Rejection is a hard thing. I have spent a lot of time thinking on it, and it is still one of the hardest feelings to convey in words. It’s like it reaches into the deepest part of you and puts down roots. Not the kind of roots that come up easily with the weeds I pull to clean out my overgrown flower beds, but the kind of roots that somehow stay buried deep enough that no matter how many times I rid the surface of the pesky nuisance, it still manages to come back eventually. For a while, my flower beds look tidy, so I pay them less attention and go about day-to-day life…then all of a sudden, the weed is not only back but taking over the surface, crowding out beauty, hindering growth.

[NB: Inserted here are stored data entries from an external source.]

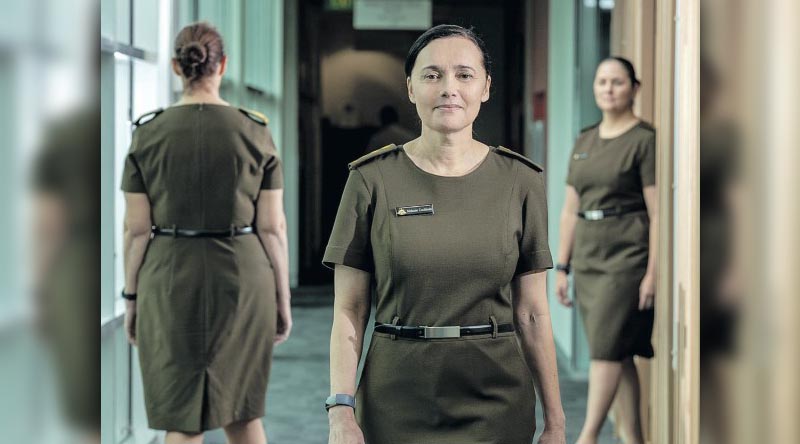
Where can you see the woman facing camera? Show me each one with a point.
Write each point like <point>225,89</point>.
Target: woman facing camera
<point>454,234</point>
<point>206,251</point>
<point>608,237</point>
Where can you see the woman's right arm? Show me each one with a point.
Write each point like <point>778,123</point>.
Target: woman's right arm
<point>566,237</point>
<point>350,313</point>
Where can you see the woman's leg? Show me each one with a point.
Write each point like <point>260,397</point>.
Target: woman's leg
<point>183,438</point>
<point>604,377</point>
<point>628,405</point>
<point>250,431</point>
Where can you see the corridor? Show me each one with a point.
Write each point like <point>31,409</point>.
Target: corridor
<point>299,381</point>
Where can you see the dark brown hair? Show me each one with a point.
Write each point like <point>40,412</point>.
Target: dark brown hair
<point>444,31</point>
<point>198,50</point>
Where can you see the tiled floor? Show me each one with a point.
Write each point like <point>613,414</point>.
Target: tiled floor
<point>299,383</point>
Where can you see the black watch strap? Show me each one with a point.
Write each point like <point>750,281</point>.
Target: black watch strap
<point>340,399</point>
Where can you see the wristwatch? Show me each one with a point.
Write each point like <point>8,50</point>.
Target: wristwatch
<point>128,296</point>
<point>563,267</point>
<point>340,399</point>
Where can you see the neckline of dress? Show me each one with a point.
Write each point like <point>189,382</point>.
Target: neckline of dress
<point>608,139</point>
<point>474,170</point>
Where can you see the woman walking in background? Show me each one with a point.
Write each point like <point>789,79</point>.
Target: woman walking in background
<point>608,238</point>
<point>206,251</point>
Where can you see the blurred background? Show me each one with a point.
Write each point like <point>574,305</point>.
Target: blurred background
<point>718,84</point>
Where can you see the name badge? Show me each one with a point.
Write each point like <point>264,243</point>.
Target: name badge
<point>414,210</point>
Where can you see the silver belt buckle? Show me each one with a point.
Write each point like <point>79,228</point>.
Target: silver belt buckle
<point>441,332</point>
<point>593,215</point>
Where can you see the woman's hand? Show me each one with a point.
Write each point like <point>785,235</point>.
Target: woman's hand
<point>130,321</point>
<point>562,289</point>
<point>343,426</point>
<point>647,292</point>
<point>553,435</point>
<point>284,321</point>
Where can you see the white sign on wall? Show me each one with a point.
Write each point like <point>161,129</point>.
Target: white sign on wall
<point>392,14</point>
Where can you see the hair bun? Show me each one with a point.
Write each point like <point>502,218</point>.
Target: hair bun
<point>194,54</point>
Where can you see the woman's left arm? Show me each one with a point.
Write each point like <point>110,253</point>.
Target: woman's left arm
<point>534,329</point>
<point>647,289</point>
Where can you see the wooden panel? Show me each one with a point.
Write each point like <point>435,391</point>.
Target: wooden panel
<point>687,217</point>
<point>661,405</point>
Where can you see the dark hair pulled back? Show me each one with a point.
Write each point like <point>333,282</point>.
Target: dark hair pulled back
<point>444,31</point>
<point>198,50</point>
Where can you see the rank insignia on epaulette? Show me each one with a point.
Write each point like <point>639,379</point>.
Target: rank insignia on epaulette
<point>147,117</point>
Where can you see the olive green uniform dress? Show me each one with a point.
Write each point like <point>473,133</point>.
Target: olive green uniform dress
<point>609,256</point>
<point>206,308</point>
<point>452,267</point>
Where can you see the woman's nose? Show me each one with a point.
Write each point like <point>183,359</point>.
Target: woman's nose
<point>447,87</point>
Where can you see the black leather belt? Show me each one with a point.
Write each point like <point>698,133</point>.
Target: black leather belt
<point>182,232</point>
<point>619,210</point>
<point>455,331</point>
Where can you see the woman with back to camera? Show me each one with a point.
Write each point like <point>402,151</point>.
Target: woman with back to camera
<point>608,237</point>
<point>212,273</point>
<point>454,232</point>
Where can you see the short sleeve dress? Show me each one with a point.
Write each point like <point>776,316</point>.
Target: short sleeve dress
<point>609,256</point>
<point>452,265</point>
<point>206,307</point>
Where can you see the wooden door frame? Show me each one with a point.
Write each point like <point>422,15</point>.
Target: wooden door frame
<point>687,221</point>
<point>662,405</point>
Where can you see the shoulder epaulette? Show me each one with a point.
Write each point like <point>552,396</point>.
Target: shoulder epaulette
<point>647,126</point>
<point>255,116</point>
<point>587,128</point>
<point>371,155</point>
<point>147,117</point>
<point>515,155</point>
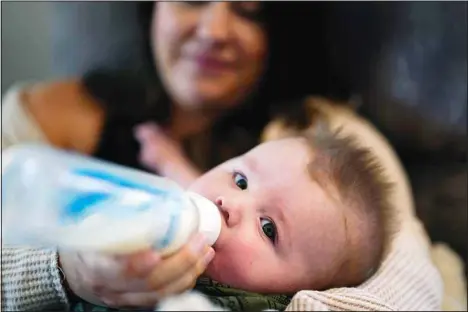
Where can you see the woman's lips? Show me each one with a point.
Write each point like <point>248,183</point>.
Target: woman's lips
<point>212,64</point>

It seems that despite the progress I’ve made in healing from my divorce, rejection lives deep inside me. I am usually able to keep it buried under the Truth of how God sees me, but sometimes it nudges through and crowds out Truth for whatever time I give it reign. Sometimes it’s subtle, like the weed that grows slowly and gradually takes over. Sometimes it breaks ground suddenly, wraps itself around me, and produces such fear that it immobilizes me for a bit. It shuts down the thoughts of God’s promises for the future and holds me captive in the present. And its dormancy makes it hard to know when it will shoot up. The roots of rejection that my parents left lay dormant from childhood until my late thirties when the person I trusted with my heart left, and life was shattered around me.
As I put life back together over the next two years and as I found new contentment, I thought I had gained some sort of control over my emotions. I got to a place where I hoped to one day love and be loved again. Then for the first time in probably twenty years, a man – someone not my ex-husband – expressed interest in me. I’m not counting the married bozo who hit on me in the parking lot of an Academy Sports store shortly after my divorce was final. I quickly let that guy know I’d seen the ring on his left hand. That guy’s attention made me feel sleazy and so very concerned for his wife. This guy’s statement was different. Flattering and surprising, but just for a moment before the root of rejection sent up long tentacle-like shoots that wrapped around my mind and took me too quickly to a very messed-up place. A place where the positive things I should have been feeling were replaced with negative thoughts and nausea because I couldn’t bear the idea of ever feeling again the way I did when my husband left – discarded, unwanted, inadequate. Rejected.
Just as surely as I know that the circumstances of my childhood were not my fault, I know that my husband’s choices had as much or more to do with him as me. Rationally, I know that. But knowing something rationally does not keep you from having irrational fear from time to time. Thankfully, God has not given me that spirit of fear, but of power, love, and sound mind (2 Timothy 1:7), so I have been trying – as I have with every other – to face the fear of rejection and work through my insecurities. Despite my childhood and maybe even because of it, I have faith and fortitude. Enough of both to trust that God will not allow the roots of rejection to choke out the good He has planned for my life.
Bonita you are so beautiful inside and outside. Thank you for sharing your story so beautifully. You are not alone in those feelings of rejection and just not measuring up.. God has given you a wonderful ministry to help others. I would proud to have you as my daughter.Thanks again for sharing. Prayers for you and your sweet children
“He was despised and rejected….” Isaiah 53
He knows what you feel. I am just thankful that you let me be your pseudo-mom. 🙂
Brilliantly written and incredibly insightful. I’m sorry you have experienced this pain of betrayal, but PTL you are looking for the lessons to be learned and allowing God to use you to speak to countless others.